As Sachi uncovers more about the fate of Lio, and of the Drear that run the furnaces and tend the flora and fauna of the underworld, she has the option to do some fetch quests for the Drear. In return, they share secrets hidden from the priests. Knowledge that, when assembled, could rend or remake their world. The more of these hints Sachi gathered, the more a thought nagged in the back of my head: “If it was so straightforward to solve these problems, why hadn’t the priests done it already?”
The answer is simple and unfortunate. Sachi, a childless mother, unwelcome on holy ground, has nothing to lose. The priests, however, have their pathos and their egos to protect. Sachi takes no issue in listening to the problems of the Drear and meeting their needs. The priests see this behavior as encouraging insurrection and spoiling lazy workers, things that undermine the framework of their power. To find her son, Sachi is not afraid to commit these “sins.” She has already sacrificed everything she had. Which made me ask, what needs have I been ignoring to protect my social standing?
This game emphasizes the truth that has been played out in my life: when you love someone, there is no line you will not cross to give them the best life possible.
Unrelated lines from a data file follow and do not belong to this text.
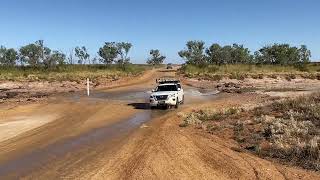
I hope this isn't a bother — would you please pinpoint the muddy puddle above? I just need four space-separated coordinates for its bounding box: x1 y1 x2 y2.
0 87 217 177
0 110 166 177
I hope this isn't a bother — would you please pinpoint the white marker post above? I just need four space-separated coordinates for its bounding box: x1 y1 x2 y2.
87 78 90 96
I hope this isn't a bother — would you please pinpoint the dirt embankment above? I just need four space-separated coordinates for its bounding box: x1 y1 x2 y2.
0 70 156 104
28 94 320 179
181 77 320 97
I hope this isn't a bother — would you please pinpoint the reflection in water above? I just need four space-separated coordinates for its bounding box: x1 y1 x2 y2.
0 84 217 177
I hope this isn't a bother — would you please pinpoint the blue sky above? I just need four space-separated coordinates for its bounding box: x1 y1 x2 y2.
0 0 320 63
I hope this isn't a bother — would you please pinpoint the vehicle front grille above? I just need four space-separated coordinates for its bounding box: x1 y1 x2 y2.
156 95 168 101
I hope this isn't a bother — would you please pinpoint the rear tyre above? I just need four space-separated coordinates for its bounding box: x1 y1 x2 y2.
180 95 184 104
174 98 179 109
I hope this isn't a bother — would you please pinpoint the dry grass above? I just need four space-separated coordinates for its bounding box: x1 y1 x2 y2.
182 93 320 171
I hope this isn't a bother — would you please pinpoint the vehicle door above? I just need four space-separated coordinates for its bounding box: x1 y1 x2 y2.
177 84 183 101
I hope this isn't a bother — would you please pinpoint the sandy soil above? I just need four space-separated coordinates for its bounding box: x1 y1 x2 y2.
0 68 320 179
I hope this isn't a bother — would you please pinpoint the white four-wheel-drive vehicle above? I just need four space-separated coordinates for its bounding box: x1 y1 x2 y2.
150 79 184 108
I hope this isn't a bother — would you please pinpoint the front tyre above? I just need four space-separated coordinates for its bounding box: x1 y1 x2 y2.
174 98 179 109
180 95 184 104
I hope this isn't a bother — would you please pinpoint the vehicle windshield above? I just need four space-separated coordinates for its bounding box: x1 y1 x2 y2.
157 85 178 91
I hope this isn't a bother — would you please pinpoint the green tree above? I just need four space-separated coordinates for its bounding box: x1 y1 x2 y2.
299 45 311 63
206 43 222 65
19 40 51 66
255 44 311 65
98 42 118 64
74 46 90 64
0 46 18 66
229 44 253 64
178 41 207 65
43 51 66 68
116 42 132 65
147 49 166 65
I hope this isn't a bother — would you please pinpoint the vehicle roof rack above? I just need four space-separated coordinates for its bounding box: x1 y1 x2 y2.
156 78 180 84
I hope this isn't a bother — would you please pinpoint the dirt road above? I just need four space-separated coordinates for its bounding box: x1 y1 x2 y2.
0 68 320 179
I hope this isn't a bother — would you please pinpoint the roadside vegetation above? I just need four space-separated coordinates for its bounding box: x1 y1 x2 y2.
0 40 148 81
178 41 320 80
180 93 320 171
0 64 149 81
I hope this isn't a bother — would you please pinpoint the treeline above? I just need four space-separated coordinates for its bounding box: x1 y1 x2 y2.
178 41 311 66
0 40 166 68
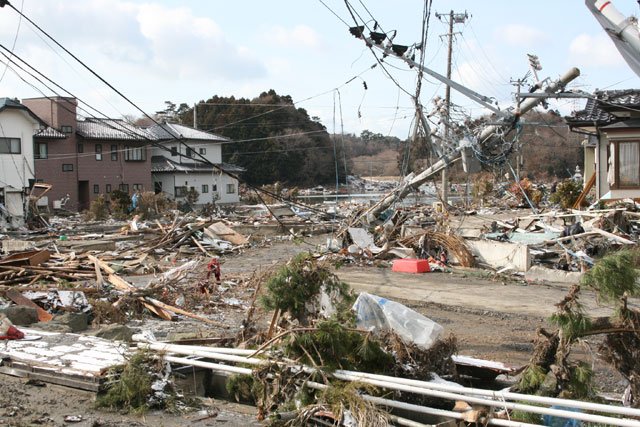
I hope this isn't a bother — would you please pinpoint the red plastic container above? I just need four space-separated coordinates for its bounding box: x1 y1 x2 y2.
392 258 431 273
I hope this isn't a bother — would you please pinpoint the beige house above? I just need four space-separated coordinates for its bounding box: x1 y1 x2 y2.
565 89 640 200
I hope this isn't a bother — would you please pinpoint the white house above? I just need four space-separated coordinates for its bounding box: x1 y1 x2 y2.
0 98 44 228
147 122 244 206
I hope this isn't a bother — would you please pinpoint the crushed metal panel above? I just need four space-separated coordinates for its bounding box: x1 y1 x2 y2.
0 328 129 378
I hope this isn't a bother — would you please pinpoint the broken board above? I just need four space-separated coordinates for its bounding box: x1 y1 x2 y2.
204 222 249 245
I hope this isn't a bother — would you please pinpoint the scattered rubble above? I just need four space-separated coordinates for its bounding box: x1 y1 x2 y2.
0 179 640 425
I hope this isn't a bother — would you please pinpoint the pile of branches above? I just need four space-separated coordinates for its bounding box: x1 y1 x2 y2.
519 249 640 408
227 254 456 426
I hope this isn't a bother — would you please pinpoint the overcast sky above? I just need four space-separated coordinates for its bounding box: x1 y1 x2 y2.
0 0 640 139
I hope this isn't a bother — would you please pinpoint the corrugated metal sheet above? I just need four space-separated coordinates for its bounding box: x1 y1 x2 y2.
146 122 231 142
77 119 157 141
151 156 245 173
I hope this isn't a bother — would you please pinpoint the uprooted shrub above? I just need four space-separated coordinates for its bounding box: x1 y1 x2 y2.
519 249 640 407
232 254 456 426
95 351 196 413
260 253 354 325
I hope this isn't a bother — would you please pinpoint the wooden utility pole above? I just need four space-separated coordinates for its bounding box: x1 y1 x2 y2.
436 10 468 204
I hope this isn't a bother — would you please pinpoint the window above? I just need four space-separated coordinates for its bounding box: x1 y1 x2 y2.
174 187 187 197
33 142 49 159
615 142 640 188
0 138 21 154
124 147 147 162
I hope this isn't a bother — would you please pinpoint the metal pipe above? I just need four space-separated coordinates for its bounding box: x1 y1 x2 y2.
138 343 640 426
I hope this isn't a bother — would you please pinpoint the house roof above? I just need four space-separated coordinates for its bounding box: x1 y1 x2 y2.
33 126 67 139
151 156 245 173
76 118 157 141
146 122 231 143
565 89 640 126
0 98 47 126
600 119 640 131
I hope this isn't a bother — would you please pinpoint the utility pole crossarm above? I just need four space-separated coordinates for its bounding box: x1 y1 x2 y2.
360 68 580 224
362 35 507 117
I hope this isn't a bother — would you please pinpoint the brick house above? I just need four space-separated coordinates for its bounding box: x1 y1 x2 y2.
23 97 154 210
147 122 244 206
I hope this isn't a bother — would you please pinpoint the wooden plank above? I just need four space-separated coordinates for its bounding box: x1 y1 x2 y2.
204 222 249 245
87 255 116 274
107 274 136 292
4 289 53 322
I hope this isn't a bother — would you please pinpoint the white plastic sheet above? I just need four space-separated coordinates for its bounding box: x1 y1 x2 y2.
353 292 444 349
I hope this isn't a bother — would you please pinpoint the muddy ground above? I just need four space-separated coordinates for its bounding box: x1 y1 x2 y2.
0 235 625 426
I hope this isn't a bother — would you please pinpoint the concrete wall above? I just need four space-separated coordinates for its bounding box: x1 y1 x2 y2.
153 172 240 205
0 109 40 191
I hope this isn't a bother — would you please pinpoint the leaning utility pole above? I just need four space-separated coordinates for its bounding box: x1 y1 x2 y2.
436 10 468 205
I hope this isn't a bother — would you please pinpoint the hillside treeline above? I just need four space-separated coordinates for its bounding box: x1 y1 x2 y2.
157 90 584 187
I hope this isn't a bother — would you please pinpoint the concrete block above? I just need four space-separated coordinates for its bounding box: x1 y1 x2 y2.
524 265 582 285
467 240 531 272
0 305 38 326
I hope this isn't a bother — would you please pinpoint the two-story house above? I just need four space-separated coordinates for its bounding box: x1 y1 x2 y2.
23 97 154 210
147 122 244 206
0 98 44 228
565 89 640 200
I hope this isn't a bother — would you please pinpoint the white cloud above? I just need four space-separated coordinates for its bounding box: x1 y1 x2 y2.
264 25 322 49
493 24 550 47
568 32 624 68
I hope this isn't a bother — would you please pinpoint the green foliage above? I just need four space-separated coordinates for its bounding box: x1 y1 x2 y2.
518 365 547 393
260 253 354 324
320 381 389 427
581 249 640 303
549 179 582 209
96 352 154 413
549 308 591 341
283 318 394 372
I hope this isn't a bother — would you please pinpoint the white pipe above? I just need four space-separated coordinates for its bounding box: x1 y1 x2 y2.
138 343 640 426
138 342 273 366
307 381 539 427
160 356 253 375
332 372 640 427
336 370 640 417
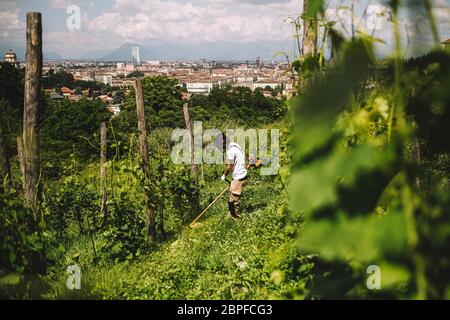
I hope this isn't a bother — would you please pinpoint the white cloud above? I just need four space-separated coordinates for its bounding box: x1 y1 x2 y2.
0 9 25 43
48 0 72 9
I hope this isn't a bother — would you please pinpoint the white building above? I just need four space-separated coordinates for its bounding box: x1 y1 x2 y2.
186 81 213 93
5 49 19 67
95 75 112 86
131 47 141 66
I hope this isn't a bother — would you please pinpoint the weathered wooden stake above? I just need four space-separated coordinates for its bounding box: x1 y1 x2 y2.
303 0 317 58
134 79 156 243
0 124 11 185
100 122 108 225
22 12 42 221
183 103 197 179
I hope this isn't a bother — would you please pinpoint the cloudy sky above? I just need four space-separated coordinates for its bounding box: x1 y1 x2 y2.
0 0 450 57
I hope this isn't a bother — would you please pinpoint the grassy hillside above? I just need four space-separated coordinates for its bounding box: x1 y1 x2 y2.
46 172 305 299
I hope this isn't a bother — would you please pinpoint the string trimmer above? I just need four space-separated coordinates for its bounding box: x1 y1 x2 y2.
189 180 231 228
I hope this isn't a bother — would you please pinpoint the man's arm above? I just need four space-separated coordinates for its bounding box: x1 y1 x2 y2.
221 164 233 181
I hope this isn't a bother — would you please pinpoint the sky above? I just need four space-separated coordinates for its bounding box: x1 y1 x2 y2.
0 0 450 58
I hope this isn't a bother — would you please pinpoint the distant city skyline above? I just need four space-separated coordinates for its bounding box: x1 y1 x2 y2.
131 47 141 65
0 0 450 59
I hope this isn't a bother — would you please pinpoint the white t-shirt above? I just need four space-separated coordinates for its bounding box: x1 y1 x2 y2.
227 142 247 180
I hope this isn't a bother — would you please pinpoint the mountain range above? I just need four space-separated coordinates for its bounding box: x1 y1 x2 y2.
0 41 294 61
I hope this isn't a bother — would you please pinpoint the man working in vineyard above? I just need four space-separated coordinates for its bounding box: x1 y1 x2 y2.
216 135 247 219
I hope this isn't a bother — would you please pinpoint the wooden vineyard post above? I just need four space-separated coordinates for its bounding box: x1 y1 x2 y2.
21 12 42 221
100 122 108 225
134 79 156 243
0 123 11 186
183 103 197 179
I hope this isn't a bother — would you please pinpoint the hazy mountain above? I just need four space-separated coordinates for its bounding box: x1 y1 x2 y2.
0 46 63 61
97 41 293 61
0 41 294 61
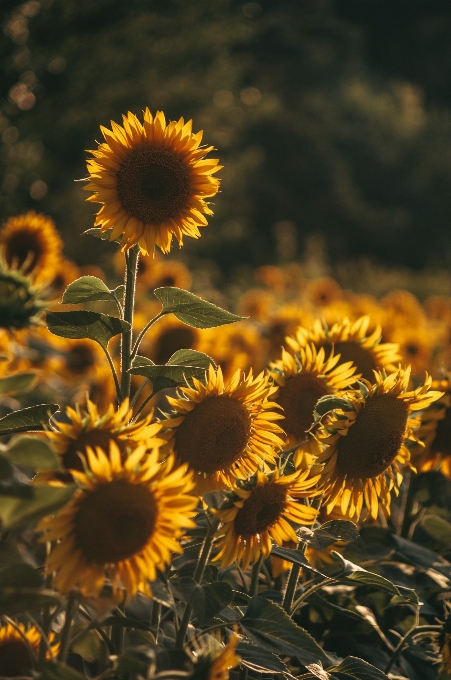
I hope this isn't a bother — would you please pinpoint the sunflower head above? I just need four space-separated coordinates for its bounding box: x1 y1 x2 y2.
0 210 63 281
85 109 222 255
38 443 197 599
0 261 46 331
270 343 360 445
214 469 320 569
285 316 401 382
162 365 283 493
0 623 59 678
310 369 443 519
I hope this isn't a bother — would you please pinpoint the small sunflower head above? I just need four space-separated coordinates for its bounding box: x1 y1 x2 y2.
0 261 47 331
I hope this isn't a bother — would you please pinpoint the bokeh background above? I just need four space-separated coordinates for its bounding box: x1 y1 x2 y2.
0 0 451 299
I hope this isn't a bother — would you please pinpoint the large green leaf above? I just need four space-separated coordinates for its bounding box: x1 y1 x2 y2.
328 656 388 680
2 436 60 471
0 404 59 435
46 311 130 349
240 596 331 667
61 276 122 305
154 288 244 328
0 372 37 394
0 484 76 530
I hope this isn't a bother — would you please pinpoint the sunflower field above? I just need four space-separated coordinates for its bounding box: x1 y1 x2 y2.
0 101 451 680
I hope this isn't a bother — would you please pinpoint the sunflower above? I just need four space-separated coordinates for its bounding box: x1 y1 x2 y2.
213 469 320 569
190 633 241 680
162 364 283 494
0 623 59 678
316 369 443 519
46 399 164 472
270 343 360 446
285 316 401 381
0 210 63 281
38 442 197 599
0 260 46 332
412 378 451 478
85 109 222 255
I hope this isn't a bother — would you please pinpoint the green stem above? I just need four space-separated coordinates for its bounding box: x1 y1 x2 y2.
175 518 220 649
384 607 420 675
249 553 263 597
103 347 123 403
58 590 78 662
121 245 139 400
131 312 166 361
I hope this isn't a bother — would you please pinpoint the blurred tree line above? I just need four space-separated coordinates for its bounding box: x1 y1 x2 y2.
0 0 451 271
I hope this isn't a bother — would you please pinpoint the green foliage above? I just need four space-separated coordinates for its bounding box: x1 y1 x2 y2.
154 288 243 328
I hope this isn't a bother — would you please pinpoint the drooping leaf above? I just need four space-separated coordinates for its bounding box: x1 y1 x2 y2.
167 349 216 368
46 311 130 349
240 596 331 667
2 436 60 471
0 404 59 435
61 276 114 305
236 642 291 677
0 484 76 530
129 363 210 393
0 372 37 394
154 288 244 328
271 546 325 576
328 656 387 680
331 551 401 595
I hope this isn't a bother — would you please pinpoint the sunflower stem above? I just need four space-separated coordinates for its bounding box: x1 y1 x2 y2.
175 517 220 649
58 590 78 661
121 245 139 400
249 553 263 597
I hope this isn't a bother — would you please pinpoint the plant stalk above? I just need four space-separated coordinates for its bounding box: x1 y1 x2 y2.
175 518 220 649
121 245 139 400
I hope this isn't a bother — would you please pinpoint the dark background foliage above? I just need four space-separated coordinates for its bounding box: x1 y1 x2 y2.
0 0 451 271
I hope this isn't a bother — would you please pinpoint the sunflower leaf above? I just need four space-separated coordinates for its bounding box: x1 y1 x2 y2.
240 596 331 667
328 656 387 680
154 288 245 328
129 363 210 394
61 276 118 305
0 404 59 435
0 372 36 394
0 484 76 531
2 436 60 471
47 311 130 350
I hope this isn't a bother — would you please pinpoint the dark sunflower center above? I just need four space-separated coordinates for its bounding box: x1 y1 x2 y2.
337 394 408 479
175 395 251 474
431 408 451 456
152 326 196 365
0 639 33 678
5 229 44 274
276 373 329 439
62 429 127 472
235 484 287 538
117 149 190 224
66 344 95 373
74 480 157 564
323 342 377 383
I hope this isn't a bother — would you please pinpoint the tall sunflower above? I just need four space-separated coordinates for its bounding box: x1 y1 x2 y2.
412 377 451 479
0 623 59 678
213 469 320 569
85 109 222 255
0 210 63 281
285 316 401 381
46 399 164 472
38 442 197 599
270 343 360 446
162 365 283 494
316 369 443 519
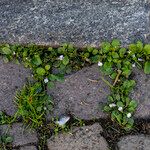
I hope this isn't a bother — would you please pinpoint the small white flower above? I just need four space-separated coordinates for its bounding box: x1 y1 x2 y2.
118 107 123 111
132 64 135 68
127 113 131 118
98 61 103 67
138 58 143 61
56 116 70 126
109 103 116 108
58 55 64 60
44 78 48 83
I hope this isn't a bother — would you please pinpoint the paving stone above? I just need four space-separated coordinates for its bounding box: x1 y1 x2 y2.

No passion is too precious or too personal to sacrifice if it means the betterment of the world. Not to sustain a broken world, but to renew it that it might flourish as intended.
So, how is it?
Smoke and Sacrifice has intriguing environments, accommodates a spectrum of gameplay styles, and a narrative that makes me question my personal motives. Resource management can be unwieldy but does not make gameplay too unpleasant.